At its core, Shriver’s argument and that of her detractors – particularly the Australian-­Sudanese author Yassmin ­Abdel-Magied, who walked out of Shriver’s lecture – is a question of the right to tell stories: who has the right to tell whose story? Rooted in identity politics, this debate raises concerns about stereotyping and power and how the narratives of one group of people can be warped by their reflection through the perspectives and biases of another.

Shriver’s lecture took the argument to its extremes, noting that ending cultural appropriation would mean yoga, belly dancing and even ethnic food would remain the province only of those from those “cultures” (however that would be defined). That would be a patently ridiculous situation.

But the conversation about cultural appropriation occurs at the margins. It is a conversation shrouded in shades of grey. Of course, writers should be free to inhabit whatever characters they wish. That is the role of fiction writers.

Yet fiction exists within a political reality – the fictional world is only a smaller part of the real world where its readers reside, and each is informed by the other. The real world provides context and clues for the readers.

And how could it be anything other than that? The readers must understand the real world in order to understand the signs and symbols of the fictional one.

(Shriver herself should know this. The reason her book became so successful was because it touched on a topic of current interest in the real world – something she has admitted.)

That makes fiction trickier than it first appears. Culture does not exist in a vacuum nor is it impartial. The road from writing a manuscript to being published, appearing on television and speaking at writing festivals is filled with cultural, social and economic checkpoints, and only a few pass through them.

Artists cannot expect their work to be read outside of the prevailing power structures. They should seek to transcend them, ideally, but writers must also accept that their work will be read “within”, quite literally, the culture. What is changing is that those who for a long time dominated the dissemination of culture – white, middle-class men, mainly – are now having their certainties, biases and definitions questioned. That is a good thing, even if it feels uncomfortable and leads to some rather absurd situations.

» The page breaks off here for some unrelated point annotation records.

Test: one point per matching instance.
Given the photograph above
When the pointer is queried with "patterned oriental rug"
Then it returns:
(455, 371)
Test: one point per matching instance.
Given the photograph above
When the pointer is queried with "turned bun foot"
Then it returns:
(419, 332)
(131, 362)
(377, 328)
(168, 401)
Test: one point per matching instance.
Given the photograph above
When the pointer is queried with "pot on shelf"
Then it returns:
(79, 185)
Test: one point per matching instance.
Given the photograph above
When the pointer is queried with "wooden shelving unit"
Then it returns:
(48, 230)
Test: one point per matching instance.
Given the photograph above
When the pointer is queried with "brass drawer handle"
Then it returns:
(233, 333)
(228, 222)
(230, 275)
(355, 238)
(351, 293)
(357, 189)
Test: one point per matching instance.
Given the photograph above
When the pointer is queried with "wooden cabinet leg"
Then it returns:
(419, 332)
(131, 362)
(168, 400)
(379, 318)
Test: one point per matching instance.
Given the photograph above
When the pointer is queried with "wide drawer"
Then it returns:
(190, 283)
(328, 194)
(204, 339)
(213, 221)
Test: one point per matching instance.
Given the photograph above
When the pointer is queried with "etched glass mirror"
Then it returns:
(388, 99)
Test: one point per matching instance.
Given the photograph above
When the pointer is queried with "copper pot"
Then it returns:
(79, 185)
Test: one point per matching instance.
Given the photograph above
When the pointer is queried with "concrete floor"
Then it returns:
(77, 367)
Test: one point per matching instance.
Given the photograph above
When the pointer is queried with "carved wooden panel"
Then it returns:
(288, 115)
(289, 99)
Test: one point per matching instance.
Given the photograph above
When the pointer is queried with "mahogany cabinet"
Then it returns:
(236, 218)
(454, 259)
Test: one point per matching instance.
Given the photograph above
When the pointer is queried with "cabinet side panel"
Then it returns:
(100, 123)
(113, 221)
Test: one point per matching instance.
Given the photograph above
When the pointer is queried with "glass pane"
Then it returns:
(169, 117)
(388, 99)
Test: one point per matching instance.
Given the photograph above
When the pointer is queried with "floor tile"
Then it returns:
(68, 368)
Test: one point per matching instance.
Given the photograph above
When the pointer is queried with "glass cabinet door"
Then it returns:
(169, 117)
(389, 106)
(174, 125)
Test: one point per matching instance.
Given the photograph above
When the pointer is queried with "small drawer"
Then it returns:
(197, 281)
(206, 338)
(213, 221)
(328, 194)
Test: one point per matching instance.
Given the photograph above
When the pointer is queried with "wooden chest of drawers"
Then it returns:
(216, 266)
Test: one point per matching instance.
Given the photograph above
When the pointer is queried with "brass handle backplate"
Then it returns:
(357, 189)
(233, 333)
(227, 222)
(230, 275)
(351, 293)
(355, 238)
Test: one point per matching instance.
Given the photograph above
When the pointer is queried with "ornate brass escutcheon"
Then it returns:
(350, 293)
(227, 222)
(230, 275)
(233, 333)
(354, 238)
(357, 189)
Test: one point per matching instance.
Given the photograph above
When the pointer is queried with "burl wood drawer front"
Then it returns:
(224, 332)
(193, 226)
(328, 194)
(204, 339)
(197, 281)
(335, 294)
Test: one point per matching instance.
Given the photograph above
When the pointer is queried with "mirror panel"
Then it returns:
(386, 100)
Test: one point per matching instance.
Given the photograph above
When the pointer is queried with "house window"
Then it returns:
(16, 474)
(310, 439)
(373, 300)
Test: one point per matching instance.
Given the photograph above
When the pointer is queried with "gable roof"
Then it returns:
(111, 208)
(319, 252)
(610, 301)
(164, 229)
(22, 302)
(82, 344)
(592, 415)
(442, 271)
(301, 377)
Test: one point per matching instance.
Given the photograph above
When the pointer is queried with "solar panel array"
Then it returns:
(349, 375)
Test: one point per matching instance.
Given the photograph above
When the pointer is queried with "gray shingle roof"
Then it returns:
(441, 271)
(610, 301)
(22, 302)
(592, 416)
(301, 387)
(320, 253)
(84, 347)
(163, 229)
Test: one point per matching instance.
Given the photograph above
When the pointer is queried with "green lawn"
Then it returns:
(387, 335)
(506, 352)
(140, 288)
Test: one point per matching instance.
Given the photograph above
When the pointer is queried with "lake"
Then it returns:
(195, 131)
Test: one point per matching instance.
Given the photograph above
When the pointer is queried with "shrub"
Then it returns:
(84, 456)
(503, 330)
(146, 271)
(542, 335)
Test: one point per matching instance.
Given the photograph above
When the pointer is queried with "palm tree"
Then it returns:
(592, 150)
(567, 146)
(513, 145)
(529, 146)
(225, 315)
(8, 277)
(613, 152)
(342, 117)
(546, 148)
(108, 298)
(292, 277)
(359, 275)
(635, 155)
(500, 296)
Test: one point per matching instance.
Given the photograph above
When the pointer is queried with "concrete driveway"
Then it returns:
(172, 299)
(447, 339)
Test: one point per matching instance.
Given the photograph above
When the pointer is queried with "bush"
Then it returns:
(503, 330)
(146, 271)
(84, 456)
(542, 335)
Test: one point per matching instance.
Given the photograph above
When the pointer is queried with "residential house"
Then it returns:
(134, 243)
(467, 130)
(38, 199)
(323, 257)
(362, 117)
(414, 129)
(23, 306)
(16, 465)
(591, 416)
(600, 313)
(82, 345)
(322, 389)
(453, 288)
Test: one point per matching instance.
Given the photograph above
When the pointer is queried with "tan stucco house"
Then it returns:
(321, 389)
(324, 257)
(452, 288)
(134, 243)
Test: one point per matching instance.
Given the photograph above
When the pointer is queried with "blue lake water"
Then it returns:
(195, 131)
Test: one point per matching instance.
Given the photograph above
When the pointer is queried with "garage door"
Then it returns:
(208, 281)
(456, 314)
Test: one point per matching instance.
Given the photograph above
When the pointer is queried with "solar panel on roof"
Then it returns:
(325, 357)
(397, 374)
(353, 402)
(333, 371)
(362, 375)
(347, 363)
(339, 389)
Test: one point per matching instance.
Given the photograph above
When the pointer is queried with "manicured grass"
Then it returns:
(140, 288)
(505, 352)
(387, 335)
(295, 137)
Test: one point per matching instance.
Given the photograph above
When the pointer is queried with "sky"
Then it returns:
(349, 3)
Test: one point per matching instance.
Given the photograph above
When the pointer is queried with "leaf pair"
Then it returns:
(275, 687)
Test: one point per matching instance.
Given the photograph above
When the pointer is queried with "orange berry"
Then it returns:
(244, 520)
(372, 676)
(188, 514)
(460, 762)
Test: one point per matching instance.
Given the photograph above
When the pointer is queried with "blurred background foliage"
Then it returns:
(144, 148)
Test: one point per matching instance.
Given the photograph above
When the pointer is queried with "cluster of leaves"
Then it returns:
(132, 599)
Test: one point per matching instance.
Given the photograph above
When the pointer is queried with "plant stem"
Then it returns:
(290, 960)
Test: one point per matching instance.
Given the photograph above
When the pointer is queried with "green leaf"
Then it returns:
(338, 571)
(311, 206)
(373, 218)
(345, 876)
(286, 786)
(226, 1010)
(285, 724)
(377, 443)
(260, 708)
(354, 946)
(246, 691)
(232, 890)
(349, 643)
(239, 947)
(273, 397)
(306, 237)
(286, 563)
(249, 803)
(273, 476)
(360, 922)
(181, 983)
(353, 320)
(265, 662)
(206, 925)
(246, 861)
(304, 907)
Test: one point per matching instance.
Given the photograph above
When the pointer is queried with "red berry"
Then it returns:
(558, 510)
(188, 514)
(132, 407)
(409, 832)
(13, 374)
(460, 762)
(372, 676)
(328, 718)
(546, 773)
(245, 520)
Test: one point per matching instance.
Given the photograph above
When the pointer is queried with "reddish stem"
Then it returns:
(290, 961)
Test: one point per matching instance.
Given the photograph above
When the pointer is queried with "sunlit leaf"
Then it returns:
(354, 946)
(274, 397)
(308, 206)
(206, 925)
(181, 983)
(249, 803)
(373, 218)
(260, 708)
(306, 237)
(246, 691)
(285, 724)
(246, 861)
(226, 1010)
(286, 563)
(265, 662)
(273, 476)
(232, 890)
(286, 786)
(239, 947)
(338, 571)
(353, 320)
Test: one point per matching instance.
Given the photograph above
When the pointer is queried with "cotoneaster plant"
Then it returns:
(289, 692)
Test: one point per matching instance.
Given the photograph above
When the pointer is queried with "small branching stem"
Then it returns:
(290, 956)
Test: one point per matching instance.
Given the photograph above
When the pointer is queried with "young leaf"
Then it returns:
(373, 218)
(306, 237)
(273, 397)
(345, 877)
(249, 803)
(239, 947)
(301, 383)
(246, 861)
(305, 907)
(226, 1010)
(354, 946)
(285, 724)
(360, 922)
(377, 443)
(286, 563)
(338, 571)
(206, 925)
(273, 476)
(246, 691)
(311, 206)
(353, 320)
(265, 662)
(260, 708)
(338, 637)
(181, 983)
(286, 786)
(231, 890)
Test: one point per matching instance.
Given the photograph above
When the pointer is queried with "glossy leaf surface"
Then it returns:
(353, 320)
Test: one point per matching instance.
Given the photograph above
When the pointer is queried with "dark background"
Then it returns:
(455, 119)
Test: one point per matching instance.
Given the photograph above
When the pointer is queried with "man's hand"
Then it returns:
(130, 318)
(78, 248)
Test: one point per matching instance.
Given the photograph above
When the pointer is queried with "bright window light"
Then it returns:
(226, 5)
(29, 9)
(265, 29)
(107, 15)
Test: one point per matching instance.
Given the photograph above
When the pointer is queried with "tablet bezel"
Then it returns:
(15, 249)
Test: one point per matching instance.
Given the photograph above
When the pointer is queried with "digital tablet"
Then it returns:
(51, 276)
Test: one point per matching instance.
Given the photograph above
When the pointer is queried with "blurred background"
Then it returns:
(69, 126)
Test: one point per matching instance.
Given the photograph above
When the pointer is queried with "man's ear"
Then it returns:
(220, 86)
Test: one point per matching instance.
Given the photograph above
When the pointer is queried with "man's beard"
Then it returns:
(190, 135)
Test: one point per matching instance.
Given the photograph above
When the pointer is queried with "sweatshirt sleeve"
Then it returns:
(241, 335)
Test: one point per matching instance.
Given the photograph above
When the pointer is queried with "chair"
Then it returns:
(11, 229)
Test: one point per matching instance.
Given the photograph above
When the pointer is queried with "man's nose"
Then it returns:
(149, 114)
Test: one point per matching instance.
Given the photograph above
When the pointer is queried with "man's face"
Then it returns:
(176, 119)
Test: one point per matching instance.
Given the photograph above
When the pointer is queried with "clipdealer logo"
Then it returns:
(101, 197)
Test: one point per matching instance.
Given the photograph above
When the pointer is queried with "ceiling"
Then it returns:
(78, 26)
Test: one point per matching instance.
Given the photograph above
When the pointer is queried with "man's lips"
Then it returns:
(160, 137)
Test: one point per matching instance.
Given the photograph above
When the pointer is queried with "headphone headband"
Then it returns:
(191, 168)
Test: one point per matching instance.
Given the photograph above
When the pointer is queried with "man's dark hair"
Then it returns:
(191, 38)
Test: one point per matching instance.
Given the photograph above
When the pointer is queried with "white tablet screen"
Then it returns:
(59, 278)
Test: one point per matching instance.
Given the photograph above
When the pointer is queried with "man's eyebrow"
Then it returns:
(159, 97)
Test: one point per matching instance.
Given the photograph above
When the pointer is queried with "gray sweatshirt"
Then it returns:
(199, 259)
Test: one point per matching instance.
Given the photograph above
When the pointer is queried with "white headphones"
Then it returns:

And yet. In a Middle Eastern context, the power constraints within which artists create feel rather real. Across the region, governments, powerful interest groups and communities seek to censor the voices of those they don’t like. That occurs across the world, of course, but in some parts of the region it can lead to imprisonment or exile.

Looked at like that, arguments about cultural appropriation suddenly become more about who has the right to speak.

Writers such as Shriver – white, well-educated, western – tend to set the cultural agendas of their countries and even other parts of the world. When they feel the pushback from communities of colour, they get upset and angry, feeling that their power is being taken from them.

In a Middle Eastern context, cultural appropriation by the West can feel very real – part of a longer history of occupation and colonisation. But there’s another, internal, side to cultural appropriation: what happens when the dominant culture in a society feels itself under threat by voices from the fringe? In other words, what happens when use of the symbols of a country or culture – the Palestinian flag, for example, or the hijab – is by those from within the culture but without the power structure? Can these elements be incorporated, or must they be marginalised?

That is a broader dynamic that is playing out today, and can be seen from the demand for greater rights for women in Saudi Arabia to the clashes between liberals and conservatives in Lebanon. As with cultural appropriation in the West, the right to speak in the Middle East is not merely dependent on the willingness to do so. It is dependent on the power to do so: to be published, to be broadcast, to be heard.

If a particular “culture”, whether African-American music, Egyptian artists or Japanese cuisine, can only be showcased by “authentic” representatives, that places tight constraints around that culture, meaning it cannot evolve and adapt.

Boxes, like walls, don’t only help define the spaces around them, they also keep the rest of the world out.